A gigante Itaipu Binacional mira o futuro com estudos para aumentar sua capacidade de geração e uma promessa de tarifa de energia mais baixa para 2027.
A centenária usina de Itaipu Binacional, um colosso da geração de energia que molda o cenário energético de Brasil e Paraguai há mais de quatro décadas, está em plena avaliação para expandir suas fronteiras produtivas.

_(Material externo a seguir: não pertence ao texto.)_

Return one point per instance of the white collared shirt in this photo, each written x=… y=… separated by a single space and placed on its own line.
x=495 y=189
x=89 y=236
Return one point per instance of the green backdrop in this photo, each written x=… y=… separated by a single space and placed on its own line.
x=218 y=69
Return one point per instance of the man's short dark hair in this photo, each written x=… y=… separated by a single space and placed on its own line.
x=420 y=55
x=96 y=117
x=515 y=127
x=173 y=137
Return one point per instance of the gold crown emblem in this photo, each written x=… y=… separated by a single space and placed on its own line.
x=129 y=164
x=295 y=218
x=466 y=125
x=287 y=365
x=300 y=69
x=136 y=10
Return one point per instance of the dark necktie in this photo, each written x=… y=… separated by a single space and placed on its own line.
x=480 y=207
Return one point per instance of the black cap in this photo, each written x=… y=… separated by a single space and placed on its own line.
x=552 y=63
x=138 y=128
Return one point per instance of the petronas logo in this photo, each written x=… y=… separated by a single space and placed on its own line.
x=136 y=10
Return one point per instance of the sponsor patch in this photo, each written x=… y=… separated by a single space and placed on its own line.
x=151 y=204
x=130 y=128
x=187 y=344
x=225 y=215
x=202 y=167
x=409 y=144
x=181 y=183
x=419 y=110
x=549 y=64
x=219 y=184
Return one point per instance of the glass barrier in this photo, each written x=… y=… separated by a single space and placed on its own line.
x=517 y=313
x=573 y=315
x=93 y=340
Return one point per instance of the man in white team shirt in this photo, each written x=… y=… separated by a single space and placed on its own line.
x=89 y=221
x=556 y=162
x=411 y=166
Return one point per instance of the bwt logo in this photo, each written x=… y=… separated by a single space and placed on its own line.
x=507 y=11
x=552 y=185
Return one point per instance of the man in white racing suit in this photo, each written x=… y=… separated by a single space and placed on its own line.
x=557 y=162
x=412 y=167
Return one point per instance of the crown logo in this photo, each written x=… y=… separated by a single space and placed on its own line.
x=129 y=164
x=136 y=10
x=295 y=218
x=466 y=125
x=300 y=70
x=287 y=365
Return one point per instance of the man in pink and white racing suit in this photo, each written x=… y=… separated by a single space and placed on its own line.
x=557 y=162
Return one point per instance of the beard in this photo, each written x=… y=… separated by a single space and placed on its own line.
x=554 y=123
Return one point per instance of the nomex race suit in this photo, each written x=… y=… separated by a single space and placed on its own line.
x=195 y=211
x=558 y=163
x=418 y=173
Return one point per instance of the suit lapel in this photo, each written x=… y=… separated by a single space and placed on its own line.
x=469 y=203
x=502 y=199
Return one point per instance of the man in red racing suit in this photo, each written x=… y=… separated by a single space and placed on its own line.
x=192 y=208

A megaestrutura, que atualmente conta com 20 unidades geradoras, cada uma com 700 MW de potência instalada, com 18 delas ativas e duas em stand-by, não descarta a possibilidade de integrar mais duas turbinas ao seu parque gerador.
Essa iniciativa de ampliação de capacidade está atrelada a um ambicioso plano de modernização de equipamentos, buscando otimizar a performance de um empreendimento que tem sido pilar no suprimento energético da região. O diretor-geral brasileiro da usina, Enio Verri, confirmou que estudos técnicos detalhados, em parceria com consultorias especializadas, estão em curso para impulsionar ainda mais a produtividade da binacional.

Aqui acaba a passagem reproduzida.